The Politics of Love

The Politics of Love November 22, 2014
For a long period in the history of the United States, Christians understood that progressive political action for structural social change was a necessary means toward the end of living out the gospel.  They understood that charity would never solve the nation’s social ills.  Their religious faith translated into a faith in democracy as the means to establish the kingdom of heaven on earth.
 
Today the Salvation Army is hardly associated with progressive politics.  But in the 1890’s, Barrington Booth, commander of the Salvation Army in the United States, said that “To right the social wrong by charity is like bailing out the ocean with a thimble… We must readjust our social machinery so that the producers of wealth become also owners of wealth.”  
Many fundamentalist Christians in America in the late 19th and early 20th century were political leftists, and did not hesitate to use religious rhetoric in political support of the labor movement and legislative efforts to reign in the runaway power of corporate trusts and monopoly capital. 
William Jennings Bryan was a fundamentalist Presbyterian who ran unsuccessfully three times for the presidency as the Democratic nominee.  Hard to imagine today, but then he was attacked by the Republicans for being strident and public about his traditional religious beliefs. 

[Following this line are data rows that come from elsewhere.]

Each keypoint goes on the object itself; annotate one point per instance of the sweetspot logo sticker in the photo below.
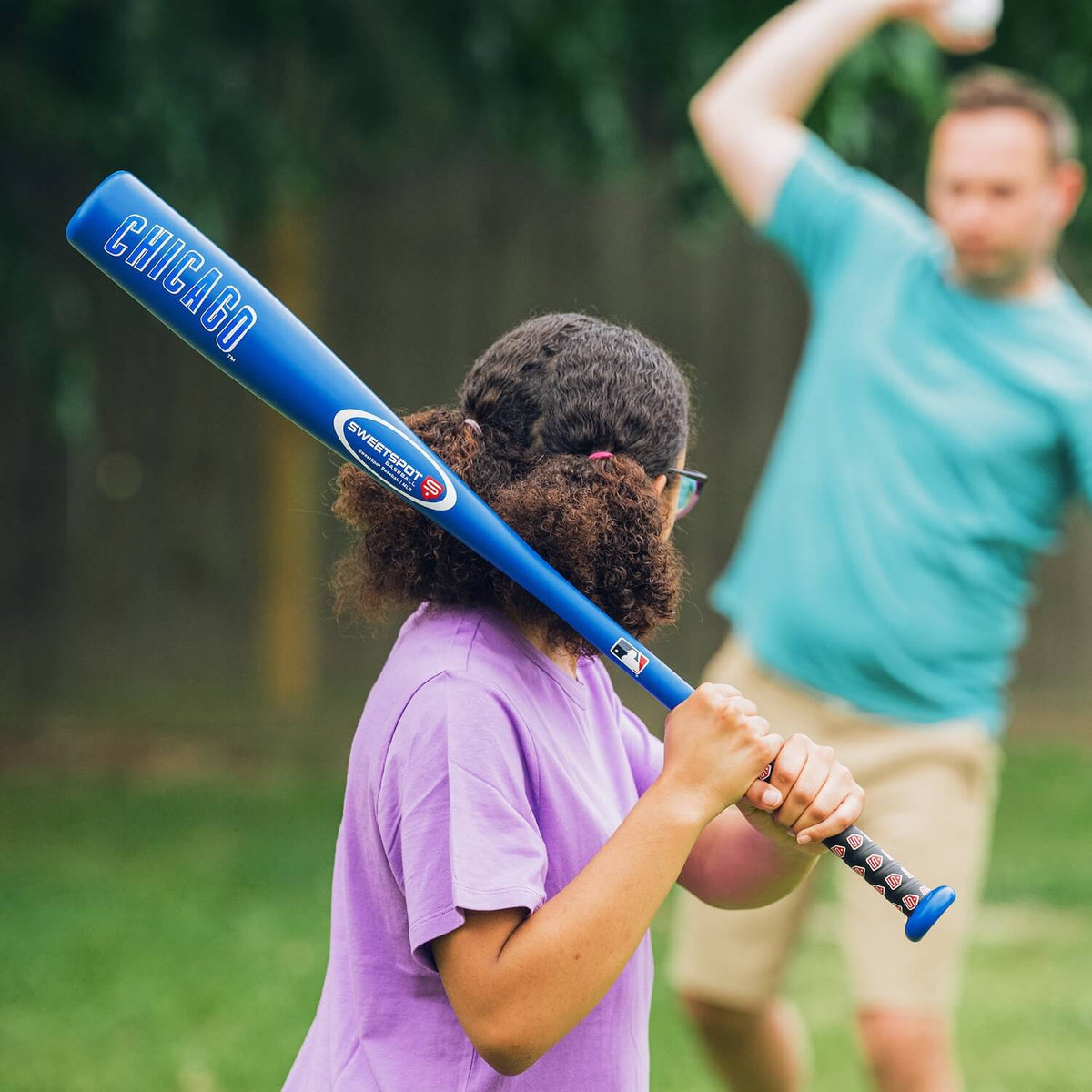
(394, 459)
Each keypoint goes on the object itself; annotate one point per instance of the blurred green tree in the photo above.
(244, 113)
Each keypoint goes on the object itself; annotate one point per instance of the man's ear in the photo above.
(1069, 180)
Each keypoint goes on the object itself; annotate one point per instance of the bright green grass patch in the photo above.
(172, 936)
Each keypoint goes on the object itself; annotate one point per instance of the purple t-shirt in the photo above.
(481, 776)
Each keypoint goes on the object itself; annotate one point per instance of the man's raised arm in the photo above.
(748, 116)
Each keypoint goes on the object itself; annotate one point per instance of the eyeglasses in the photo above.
(691, 483)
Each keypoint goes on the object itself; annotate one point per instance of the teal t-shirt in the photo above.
(932, 441)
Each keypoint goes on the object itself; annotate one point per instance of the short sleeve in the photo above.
(456, 809)
(825, 208)
(1079, 426)
(644, 752)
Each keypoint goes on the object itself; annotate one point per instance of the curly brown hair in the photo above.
(544, 398)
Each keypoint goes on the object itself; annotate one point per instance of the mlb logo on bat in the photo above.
(431, 490)
(628, 656)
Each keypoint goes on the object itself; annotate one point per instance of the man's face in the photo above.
(996, 192)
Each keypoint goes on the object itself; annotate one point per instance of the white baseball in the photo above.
(971, 16)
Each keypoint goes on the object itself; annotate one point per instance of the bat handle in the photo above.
(920, 905)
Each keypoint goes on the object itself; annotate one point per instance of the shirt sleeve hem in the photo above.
(426, 929)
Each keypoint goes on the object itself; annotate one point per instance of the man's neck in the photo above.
(1037, 284)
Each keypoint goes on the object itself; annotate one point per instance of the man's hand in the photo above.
(819, 797)
(931, 15)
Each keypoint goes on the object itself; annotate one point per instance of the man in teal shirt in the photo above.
(939, 426)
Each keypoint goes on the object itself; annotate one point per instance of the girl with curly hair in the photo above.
(511, 829)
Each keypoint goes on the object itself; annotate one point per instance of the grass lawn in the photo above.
(170, 935)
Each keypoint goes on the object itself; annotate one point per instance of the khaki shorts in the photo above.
(931, 793)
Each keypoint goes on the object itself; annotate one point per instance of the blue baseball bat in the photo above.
(212, 303)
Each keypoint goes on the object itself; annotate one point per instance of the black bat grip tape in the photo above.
(896, 884)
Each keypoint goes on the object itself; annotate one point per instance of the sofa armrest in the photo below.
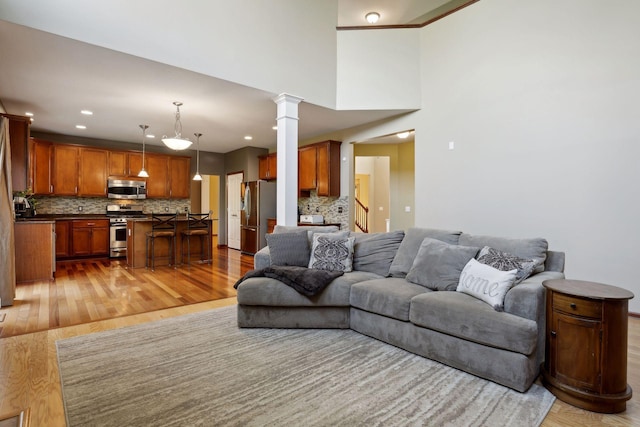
(262, 258)
(527, 299)
(554, 261)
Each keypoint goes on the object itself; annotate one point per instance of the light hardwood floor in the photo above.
(29, 378)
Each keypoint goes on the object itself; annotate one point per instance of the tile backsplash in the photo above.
(333, 209)
(97, 205)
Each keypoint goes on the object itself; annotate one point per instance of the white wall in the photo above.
(542, 100)
(378, 69)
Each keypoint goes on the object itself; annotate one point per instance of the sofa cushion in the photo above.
(410, 245)
(375, 252)
(389, 297)
(271, 292)
(310, 229)
(486, 283)
(289, 248)
(438, 264)
(463, 316)
(332, 251)
(534, 249)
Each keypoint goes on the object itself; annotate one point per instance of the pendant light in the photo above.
(143, 173)
(177, 142)
(197, 176)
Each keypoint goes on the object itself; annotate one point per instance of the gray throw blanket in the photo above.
(307, 281)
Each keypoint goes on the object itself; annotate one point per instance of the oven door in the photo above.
(118, 240)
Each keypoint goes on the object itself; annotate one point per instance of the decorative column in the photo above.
(287, 183)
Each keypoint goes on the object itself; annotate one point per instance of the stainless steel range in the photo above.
(118, 214)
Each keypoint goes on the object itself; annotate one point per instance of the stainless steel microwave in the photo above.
(126, 189)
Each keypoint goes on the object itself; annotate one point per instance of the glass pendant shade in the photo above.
(143, 173)
(197, 176)
(177, 142)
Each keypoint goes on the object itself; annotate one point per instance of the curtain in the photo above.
(7, 247)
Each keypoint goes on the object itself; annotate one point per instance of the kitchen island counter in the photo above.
(137, 229)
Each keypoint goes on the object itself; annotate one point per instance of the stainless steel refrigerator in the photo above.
(258, 204)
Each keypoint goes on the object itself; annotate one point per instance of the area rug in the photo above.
(201, 369)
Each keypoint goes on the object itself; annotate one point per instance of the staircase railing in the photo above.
(362, 216)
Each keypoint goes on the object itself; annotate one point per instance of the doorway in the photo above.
(372, 179)
(234, 205)
(210, 201)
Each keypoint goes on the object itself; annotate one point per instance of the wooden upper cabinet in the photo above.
(134, 163)
(124, 164)
(92, 177)
(41, 154)
(19, 127)
(72, 170)
(307, 168)
(328, 169)
(180, 178)
(158, 182)
(319, 169)
(268, 166)
(65, 169)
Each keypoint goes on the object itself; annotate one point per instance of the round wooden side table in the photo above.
(586, 344)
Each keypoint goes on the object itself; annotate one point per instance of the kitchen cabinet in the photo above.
(180, 178)
(307, 168)
(63, 238)
(19, 128)
(92, 172)
(268, 166)
(134, 163)
(41, 159)
(72, 170)
(586, 344)
(118, 164)
(319, 169)
(65, 170)
(34, 250)
(124, 164)
(90, 237)
(158, 182)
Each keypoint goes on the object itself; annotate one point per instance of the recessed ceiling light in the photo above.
(372, 17)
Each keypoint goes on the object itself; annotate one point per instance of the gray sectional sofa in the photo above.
(401, 290)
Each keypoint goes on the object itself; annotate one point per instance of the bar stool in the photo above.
(197, 225)
(162, 226)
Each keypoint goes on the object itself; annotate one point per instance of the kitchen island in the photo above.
(137, 229)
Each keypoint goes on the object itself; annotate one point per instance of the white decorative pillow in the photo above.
(486, 283)
(332, 251)
(505, 261)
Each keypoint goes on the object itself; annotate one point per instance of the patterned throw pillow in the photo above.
(486, 283)
(332, 251)
(504, 261)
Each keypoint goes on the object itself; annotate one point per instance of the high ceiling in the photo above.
(55, 77)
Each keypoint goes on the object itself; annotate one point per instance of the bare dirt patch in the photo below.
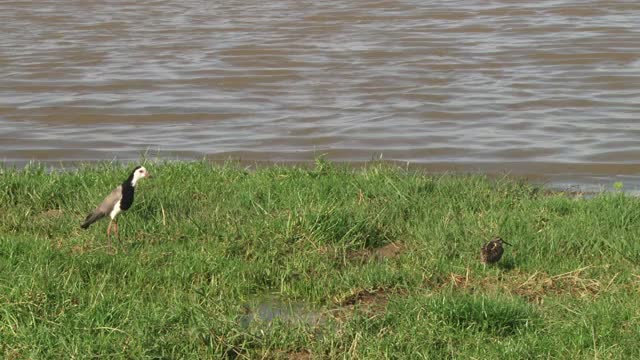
(389, 251)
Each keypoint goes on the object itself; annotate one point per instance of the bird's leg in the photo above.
(109, 233)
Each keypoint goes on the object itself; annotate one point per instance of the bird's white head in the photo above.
(139, 173)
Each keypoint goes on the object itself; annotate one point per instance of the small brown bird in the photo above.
(492, 251)
(120, 199)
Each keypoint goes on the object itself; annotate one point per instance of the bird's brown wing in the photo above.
(104, 208)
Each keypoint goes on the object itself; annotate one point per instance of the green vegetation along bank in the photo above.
(218, 261)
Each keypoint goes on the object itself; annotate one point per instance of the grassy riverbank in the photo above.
(325, 262)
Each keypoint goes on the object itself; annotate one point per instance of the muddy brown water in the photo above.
(548, 89)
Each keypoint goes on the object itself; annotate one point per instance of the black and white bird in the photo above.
(492, 251)
(120, 199)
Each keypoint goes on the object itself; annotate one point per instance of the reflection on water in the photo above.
(541, 88)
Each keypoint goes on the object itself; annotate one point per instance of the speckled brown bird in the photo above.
(492, 251)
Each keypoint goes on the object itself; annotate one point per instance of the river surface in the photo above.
(545, 89)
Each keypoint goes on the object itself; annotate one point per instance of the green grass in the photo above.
(205, 246)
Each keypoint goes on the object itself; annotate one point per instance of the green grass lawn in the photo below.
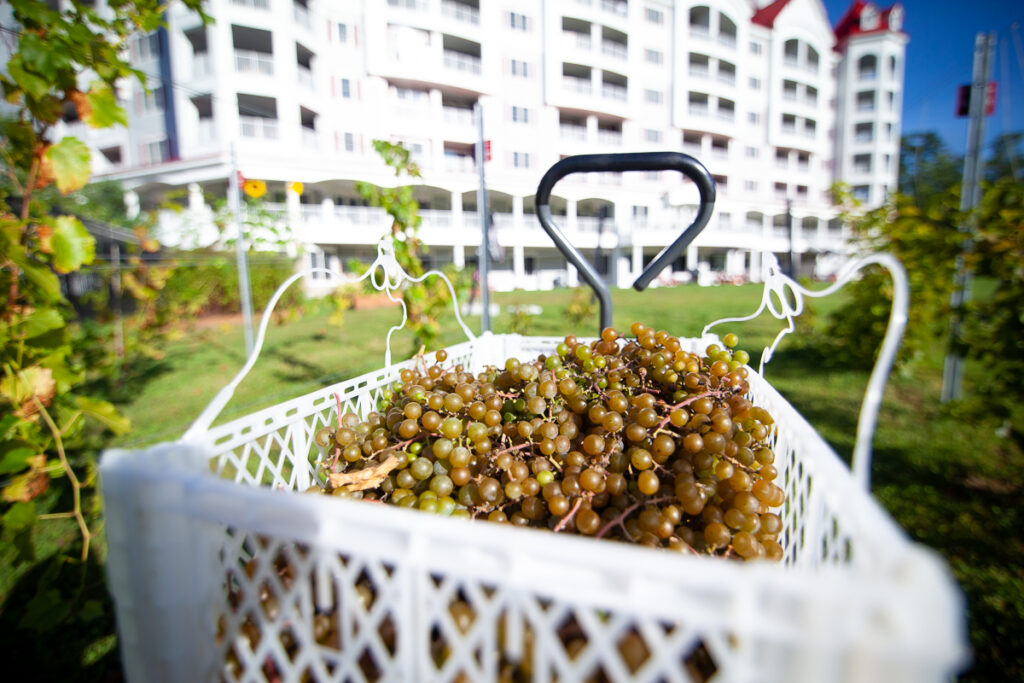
(951, 483)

His most notable uses of religious rhetoric were not based on fundamentalist dogma, however, but on spiritual imagery that could resonate with most Americans.  He was a vigorous advocate of “bi-metallism,” which would have allowed the U.S. central bank more flexibility in monetary policy that would have benefited farmers and workers.  The business elite defended the gold standard.  He famously declaimed:  “If they dare to come out in the open field and defend the gold standard as a good thing, we shall fight them to the uttermost, having behind us the producing masses of the nation and the world. Having behind us the commercial interests and the laboring interests and all the toiling masses, we shall answer their demands for a gold standard by saying to them, you shall not press down upon the brow of labor this crown of thorns. You shall not crucify mankind upon a cross of gold.”

 
In the ’80s, a revitalized conservative political movement allied itself with evangelical Christianity.  This alliance began in earnest when fundamentalist colleges that refused to admit black students were penalized by the Internal Revenue Service, prompting a backlash against this perceived government intrusion against religion.  Religion in politics became identified with fundamentalist Christian doctrine and the “pelvic issues” of opposition to abortion and homosexuality. Many political progressives abandoned religious rhetoric altogether, for fear of being identified as biblical literalists.  Meanwhile, conservatives began a relentless campaign to condemn and dismantle government as the enemy of freedom.  The Republican Party backed up this characterization by governing badly when in power.  The result?  The demoralization of the electorate.  A loss of faith in democracy.  And, over time, a loss of faith in faith itself.  2014 marked the lowest voter turnout in midterm elections in 72 years, at 36.3 percent of the electorate.  There is a corresponding exodus from evangelical and fundamentalist churches in America as young people in particular are dropping out in record numbers.  This past weekend, I had long chats with two young women who graduated from a nearby evangelical Christian college.  They were so disgusted by their college’s discrimination against gays and lesbians that they have turned their backs on evangelical culture altogether.